Kenny has texted us that sound check was running long, then in a while said we shouldn’t wait for him since there was no knowing when all the pre-concert preparations would be completed. We found a little Brazilian restaurant, Samba, a block away from the Hopkins Center for the Arts and ordered dinner. Turns out the band ordered in food because sound check was taking so long—food from Sambas.

One time a few months ago my cell phone rang, and it was Kenny. He was in a van, traveling to some gig where he was to play that evening. I had asked him to help me learn to listen with discerning ears to country music, a genre I have not been naturally drawn to. Over the road noise he told me to go onto iTunes and download a song. “Perfect country lyrics,” he told me. “The chorus sums up all of life perfectly like only a country song can.”

There is something about live performance that makes the experience of the music different, somehow, and even albums recorded live can’t match it. The band was in synch this night, the musicians seemed to touch the music, and there was a quiet electricity in the air, a quality that makes you feel a bit more alive.

Kenny had several long solos, where his ease as an instrumentalist soared, carving his own mark on the song while never seeming to call attention to himself. Not being a musician, I’ve longed to know what an artist feels in moments like that, getting lost in the beauty but not losing control. In the creation work is part of our being made in God’s image, and so is part of who we are and is essential to our identity and our purpose. At the fall work has been perverted into toil, and so we struggle with failure, the perverse seduction of finding our ultimate significance in it, and the difficulties that often keep it boring and unsatisfying. Still, in moments at least, we catch brief glimpses of what work was originally intended to be. When we lose track of time, and even forget to eat, so swept up in the delight of doing some task, some work of creativity with hands, and heart, and imagination, and mind, and hard-won skill. Those moments are glimpses of grace, a foretaste of what work will be like in the new earth, world without end. I hope Kenny had one of those moments, one of those brief glimpses of glory as we listened to him play that night.

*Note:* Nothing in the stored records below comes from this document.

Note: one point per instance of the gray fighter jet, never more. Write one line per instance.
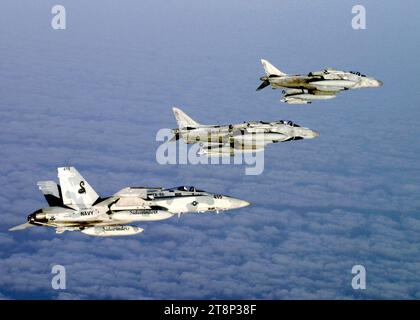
(319, 85)
(226, 140)
(75, 206)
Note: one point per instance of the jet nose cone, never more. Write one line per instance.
(379, 83)
(238, 203)
(311, 134)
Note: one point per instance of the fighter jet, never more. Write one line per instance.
(75, 206)
(226, 140)
(318, 85)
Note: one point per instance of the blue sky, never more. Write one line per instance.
(94, 95)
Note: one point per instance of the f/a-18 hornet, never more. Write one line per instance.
(75, 206)
(226, 140)
(318, 85)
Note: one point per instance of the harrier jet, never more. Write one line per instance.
(319, 85)
(216, 140)
(75, 206)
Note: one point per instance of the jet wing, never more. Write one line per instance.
(22, 227)
(320, 89)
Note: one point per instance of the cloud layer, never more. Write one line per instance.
(94, 95)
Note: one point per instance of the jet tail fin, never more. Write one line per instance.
(51, 192)
(271, 70)
(76, 191)
(183, 119)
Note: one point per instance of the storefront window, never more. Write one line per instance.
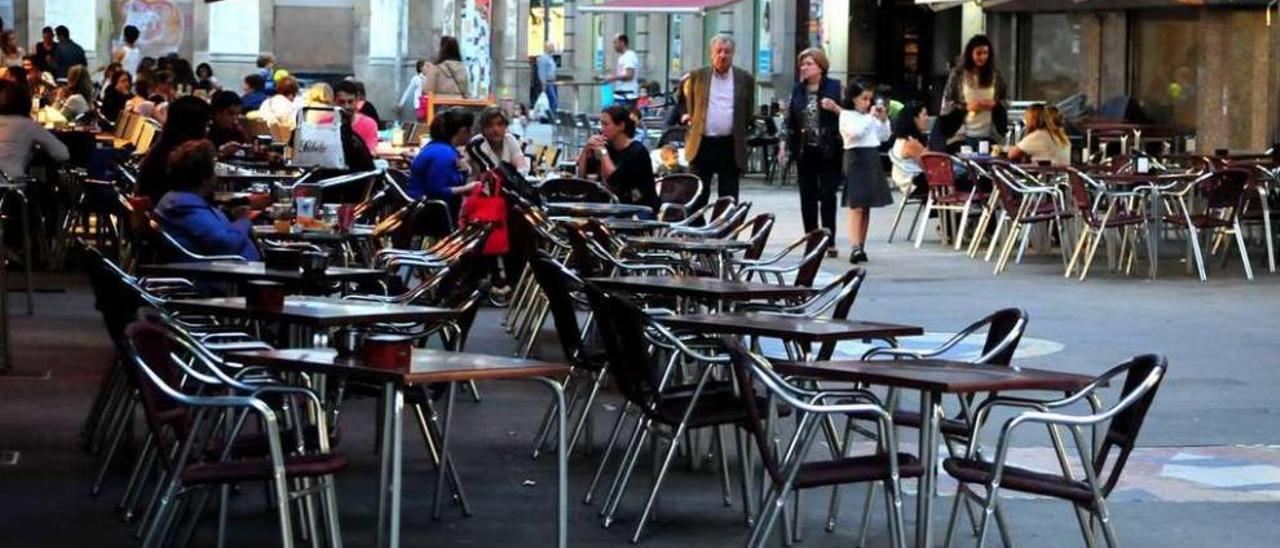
(1166, 48)
(1054, 65)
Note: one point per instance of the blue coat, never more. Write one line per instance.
(828, 122)
(202, 228)
(434, 173)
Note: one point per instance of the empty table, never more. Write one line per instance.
(597, 209)
(428, 366)
(935, 378)
(720, 291)
(237, 272)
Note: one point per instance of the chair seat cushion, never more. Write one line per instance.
(260, 469)
(969, 470)
(871, 467)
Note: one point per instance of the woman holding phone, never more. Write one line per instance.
(863, 128)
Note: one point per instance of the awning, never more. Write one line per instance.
(673, 7)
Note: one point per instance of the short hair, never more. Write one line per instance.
(14, 99)
(819, 58)
(255, 82)
(723, 39)
(224, 100)
(448, 123)
(287, 86)
(621, 115)
(346, 87)
(191, 164)
(492, 114)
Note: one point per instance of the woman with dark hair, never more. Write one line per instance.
(186, 214)
(205, 78)
(973, 100)
(447, 76)
(117, 94)
(814, 141)
(188, 120)
(622, 163)
(438, 172)
(908, 146)
(494, 146)
(18, 132)
(863, 127)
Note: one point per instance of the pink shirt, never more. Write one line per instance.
(366, 128)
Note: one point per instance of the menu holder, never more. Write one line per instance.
(385, 351)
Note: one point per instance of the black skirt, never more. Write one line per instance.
(865, 185)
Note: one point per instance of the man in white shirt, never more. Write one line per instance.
(721, 101)
(626, 72)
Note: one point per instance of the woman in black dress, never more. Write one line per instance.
(863, 128)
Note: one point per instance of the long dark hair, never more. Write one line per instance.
(904, 126)
(855, 87)
(448, 50)
(987, 73)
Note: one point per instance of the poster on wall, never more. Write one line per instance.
(764, 33)
(161, 23)
(476, 45)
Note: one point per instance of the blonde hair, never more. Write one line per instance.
(818, 56)
(319, 94)
(1038, 117)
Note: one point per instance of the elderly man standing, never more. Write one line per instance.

The song Kenny had me download, by the way, is “People are Crazy,” from Billy Currington’s CD, Little Bit of Everything (2008):

This old man and me, were at the bar and we
Were having us some beers and swappin' I dont cares
Talking politics, blonde and redhead chicks
Old dogs and new tricks, and habits we aint kicked

We talked about Gods grace, and all the hell we raised
Then I heard the ol' man say
God is great, beer is good, and people are crazy

He said I fought two wars, been married and divorced
What brings you to Ohio, he said damned if I know
We talked an hour or two, bout every girl we knew
What all we put them through, like two old boys will do

We pondered life and death, he lit a cigarette
Said these damn things will kill me yet
But God is great, beer is good, and people are crazy

Last call is two am, I said goodbye to him
I never talked to him again

Then one sunny day, I saw the old mans face
Front page obituary, he was a millionaree
He left his fortune to, some guy he barely knew
His kids were mad as hell, but me, Im doing well
And I dropped by today, to just say thanks and pray
And I left a six-pack right there on his grave
And i said, God is great, beer is good, and people are crazy

God is great, beer is good, and people are crazy

This entry was posted at Monday, May 17, 2010 and is filed under , , . You can follow any responses to this entry through the comments feed .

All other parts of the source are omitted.